Versicherung, Rechtliches, Geschwindigkeiten, Beladung


Versicherung:

Jeder zum Verkehr zugelassene Anhänger muss über eine „eigene“ Haftpflichtversicherung verfügen. Die Versicherung von Anhängern umfasst grundsätzlich nur Versicherungsfälle, die nicht mit dem Ziehen des Anhängers durch ein Kfz zusammenhängen.

Wichtig: Tritt der Schaden zu einem Zeitpunkt ein, zu dem der Anhänger mit einem Kfz verbunden ist, hat die Haftpflichtversicherung des Zugfahrzeuges für den Schaden einzutreten.

Geschwindigkeitsbegrenzungen:

Zu beachten ist außerdem, dass für Pkw mit Anhängern besondere Geschwindigkeitsbegrenzungen gelten.

Pkw und Kombis sowie Lkw bis 3,5 t

OrtsgebietFreilandstraßeAutostraßeAutobahn

mit leichtem Anhänger 50 km/h100 km/h100 km/h100 km/h

mit schwerem Anhänger (Klasse B ausreichend)50 km/h80 km/h100 km/h100 km/h

mit schwerem Anhänger (Klasse BE/Code 96 erforderlich)50 km/h70 km/h80 km/h80 km/h

Langgutfuhren50 km/h50 km/h70 km/h70 km/h

Bereifung:

Die verwendeten Reifen müssen hinsichtlich Bauart, Dimension sowie Geschwindigkeits- und Traglastindex dem Genehmigungsdokument entsprechen.

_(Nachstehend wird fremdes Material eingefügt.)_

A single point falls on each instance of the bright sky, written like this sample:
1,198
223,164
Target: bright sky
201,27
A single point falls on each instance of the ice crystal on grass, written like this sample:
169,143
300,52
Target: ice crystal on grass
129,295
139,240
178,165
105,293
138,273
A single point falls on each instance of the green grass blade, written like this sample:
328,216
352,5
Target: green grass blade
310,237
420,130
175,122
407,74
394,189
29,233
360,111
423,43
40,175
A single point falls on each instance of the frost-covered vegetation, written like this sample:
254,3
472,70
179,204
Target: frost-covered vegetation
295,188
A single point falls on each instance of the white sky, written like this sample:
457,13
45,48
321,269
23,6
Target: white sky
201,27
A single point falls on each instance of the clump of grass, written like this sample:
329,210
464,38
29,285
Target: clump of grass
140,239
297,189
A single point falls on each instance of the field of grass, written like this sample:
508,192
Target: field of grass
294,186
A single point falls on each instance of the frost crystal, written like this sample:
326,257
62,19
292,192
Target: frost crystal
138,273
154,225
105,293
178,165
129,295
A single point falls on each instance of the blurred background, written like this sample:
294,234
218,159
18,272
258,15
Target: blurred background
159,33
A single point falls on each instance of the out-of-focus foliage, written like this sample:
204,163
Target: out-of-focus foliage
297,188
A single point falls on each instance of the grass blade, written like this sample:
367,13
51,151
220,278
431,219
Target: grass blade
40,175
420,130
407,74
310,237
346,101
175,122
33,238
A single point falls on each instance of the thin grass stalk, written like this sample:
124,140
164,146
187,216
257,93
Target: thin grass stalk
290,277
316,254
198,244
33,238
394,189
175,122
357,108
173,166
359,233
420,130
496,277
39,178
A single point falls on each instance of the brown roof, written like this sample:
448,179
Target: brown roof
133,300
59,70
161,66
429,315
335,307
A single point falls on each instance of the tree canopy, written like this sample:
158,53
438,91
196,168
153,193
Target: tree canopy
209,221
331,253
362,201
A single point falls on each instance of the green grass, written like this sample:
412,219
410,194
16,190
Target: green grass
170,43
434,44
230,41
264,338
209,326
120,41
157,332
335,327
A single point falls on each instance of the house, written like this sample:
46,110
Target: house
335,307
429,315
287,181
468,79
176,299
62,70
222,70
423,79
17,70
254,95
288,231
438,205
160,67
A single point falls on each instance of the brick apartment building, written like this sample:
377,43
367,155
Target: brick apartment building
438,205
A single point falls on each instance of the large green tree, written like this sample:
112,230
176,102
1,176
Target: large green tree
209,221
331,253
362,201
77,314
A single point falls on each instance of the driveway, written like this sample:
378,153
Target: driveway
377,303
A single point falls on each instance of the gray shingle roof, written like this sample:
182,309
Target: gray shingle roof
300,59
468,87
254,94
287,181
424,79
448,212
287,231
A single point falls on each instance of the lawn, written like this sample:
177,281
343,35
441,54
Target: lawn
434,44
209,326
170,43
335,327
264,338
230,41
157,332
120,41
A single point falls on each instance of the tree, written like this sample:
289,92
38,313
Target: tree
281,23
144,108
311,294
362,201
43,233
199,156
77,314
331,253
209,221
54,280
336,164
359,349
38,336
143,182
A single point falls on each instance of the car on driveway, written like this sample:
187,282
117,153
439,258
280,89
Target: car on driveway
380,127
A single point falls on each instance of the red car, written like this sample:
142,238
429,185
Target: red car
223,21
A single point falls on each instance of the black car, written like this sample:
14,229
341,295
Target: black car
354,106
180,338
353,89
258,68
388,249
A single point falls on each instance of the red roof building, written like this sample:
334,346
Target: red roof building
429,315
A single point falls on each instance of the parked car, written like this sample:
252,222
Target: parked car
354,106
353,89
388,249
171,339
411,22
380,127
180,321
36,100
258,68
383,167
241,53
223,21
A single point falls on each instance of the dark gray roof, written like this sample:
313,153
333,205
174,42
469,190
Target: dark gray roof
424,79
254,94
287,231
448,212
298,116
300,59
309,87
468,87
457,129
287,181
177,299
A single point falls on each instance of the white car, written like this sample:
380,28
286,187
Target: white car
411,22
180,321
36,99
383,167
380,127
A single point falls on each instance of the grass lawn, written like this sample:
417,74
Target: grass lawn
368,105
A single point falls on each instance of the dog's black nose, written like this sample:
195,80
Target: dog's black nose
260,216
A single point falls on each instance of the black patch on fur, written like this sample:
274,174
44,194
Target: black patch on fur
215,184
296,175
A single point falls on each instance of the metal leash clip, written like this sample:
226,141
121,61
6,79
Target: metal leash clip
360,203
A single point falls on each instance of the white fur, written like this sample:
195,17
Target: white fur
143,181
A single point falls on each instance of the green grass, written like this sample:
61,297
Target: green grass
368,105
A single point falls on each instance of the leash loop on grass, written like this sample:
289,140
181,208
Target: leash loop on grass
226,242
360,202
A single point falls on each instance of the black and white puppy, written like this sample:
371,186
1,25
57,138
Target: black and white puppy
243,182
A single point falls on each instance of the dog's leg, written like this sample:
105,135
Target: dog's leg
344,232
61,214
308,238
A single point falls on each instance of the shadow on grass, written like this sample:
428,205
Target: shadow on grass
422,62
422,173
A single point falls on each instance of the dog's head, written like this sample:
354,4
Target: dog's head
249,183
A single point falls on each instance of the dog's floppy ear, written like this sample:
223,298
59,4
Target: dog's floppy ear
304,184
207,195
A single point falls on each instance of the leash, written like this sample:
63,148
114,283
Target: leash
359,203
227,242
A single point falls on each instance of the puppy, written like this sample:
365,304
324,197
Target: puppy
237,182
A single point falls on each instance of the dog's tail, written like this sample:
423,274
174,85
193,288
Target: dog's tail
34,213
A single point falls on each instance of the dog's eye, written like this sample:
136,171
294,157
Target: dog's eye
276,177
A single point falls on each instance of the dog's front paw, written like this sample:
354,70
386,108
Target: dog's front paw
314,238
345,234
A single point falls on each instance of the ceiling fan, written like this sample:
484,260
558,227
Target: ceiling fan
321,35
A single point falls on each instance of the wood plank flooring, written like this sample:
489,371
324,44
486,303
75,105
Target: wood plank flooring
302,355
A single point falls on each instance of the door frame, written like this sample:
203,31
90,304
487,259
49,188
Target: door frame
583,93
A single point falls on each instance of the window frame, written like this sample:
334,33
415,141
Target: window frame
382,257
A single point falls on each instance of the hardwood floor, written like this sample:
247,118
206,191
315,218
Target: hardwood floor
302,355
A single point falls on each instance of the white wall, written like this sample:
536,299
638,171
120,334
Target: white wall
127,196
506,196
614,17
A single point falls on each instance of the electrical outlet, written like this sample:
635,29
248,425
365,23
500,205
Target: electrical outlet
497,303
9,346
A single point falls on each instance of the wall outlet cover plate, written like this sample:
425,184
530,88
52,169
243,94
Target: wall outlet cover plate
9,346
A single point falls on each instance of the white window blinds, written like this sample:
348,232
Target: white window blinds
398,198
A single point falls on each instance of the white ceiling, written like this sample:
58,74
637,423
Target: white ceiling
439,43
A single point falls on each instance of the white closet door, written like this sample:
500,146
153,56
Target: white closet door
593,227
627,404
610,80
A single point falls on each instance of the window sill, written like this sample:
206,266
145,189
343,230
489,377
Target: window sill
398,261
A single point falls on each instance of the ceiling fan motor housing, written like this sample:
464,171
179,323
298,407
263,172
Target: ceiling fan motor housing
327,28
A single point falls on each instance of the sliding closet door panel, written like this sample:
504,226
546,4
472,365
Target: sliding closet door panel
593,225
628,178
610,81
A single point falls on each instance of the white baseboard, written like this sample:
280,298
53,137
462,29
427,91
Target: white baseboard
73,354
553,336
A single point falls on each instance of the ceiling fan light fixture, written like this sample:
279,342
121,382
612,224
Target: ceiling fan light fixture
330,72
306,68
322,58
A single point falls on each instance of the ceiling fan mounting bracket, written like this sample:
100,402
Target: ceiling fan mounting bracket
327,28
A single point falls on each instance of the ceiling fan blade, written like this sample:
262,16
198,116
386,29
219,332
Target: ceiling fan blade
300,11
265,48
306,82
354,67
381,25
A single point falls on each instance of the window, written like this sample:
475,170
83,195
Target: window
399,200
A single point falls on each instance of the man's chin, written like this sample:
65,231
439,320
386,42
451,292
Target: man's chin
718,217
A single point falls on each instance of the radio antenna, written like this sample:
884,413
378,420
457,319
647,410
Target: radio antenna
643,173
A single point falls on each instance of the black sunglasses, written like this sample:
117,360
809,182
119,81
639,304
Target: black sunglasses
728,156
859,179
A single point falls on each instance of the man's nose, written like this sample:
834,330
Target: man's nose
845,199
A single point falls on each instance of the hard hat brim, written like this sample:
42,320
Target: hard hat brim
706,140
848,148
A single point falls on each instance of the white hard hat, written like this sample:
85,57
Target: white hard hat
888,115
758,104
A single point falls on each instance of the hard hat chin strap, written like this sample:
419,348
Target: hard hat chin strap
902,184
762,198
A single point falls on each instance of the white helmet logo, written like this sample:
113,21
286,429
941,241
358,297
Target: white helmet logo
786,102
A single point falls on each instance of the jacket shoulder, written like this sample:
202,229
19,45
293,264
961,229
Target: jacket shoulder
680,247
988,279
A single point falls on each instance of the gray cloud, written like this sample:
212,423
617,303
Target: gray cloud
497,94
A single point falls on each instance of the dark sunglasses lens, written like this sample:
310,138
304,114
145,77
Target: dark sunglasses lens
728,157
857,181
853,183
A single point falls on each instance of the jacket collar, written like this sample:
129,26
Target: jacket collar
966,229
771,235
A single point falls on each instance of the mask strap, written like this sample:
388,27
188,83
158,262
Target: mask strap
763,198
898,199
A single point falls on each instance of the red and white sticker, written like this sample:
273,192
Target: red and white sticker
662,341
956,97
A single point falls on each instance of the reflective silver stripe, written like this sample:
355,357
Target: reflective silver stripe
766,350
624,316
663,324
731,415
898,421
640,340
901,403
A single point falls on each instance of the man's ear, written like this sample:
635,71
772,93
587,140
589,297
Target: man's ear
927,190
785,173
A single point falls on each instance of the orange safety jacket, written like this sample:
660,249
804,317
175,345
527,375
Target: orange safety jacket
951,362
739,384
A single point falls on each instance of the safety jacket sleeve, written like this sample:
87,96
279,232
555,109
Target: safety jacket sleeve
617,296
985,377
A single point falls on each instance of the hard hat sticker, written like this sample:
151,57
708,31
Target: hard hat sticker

Laut Gesetz ist es nicht ausdrücklich verboten, am Zugfahrzeug Winterreifen und am Anhänger Sommerreifen zu benützen (und umgekehrt). Dies gilt sowohl für leichte ungebremste als auch für schwere (gebremste) Anhänger.

Befinden sich am Zugfahrzeug jedoch Spikesreifen, muss auch der Anhänger mit gleichartigen Reifen ausgerüstet sein. Die höchste zulässige Achslast des Anhängers darf dabei 1,8 t nicht übersteigen.

Der ÖAMTC empfiehlt, im Zweifel an einem Anhänger, der nicht nur im Sommerhalbjahr genützt wird, eher Winter- oder Ganzjahresreifen zu verwenden.

Beladung:

Die Vorschriften über die Beladung gemäß § 101 KFG müssen eingehalten werden!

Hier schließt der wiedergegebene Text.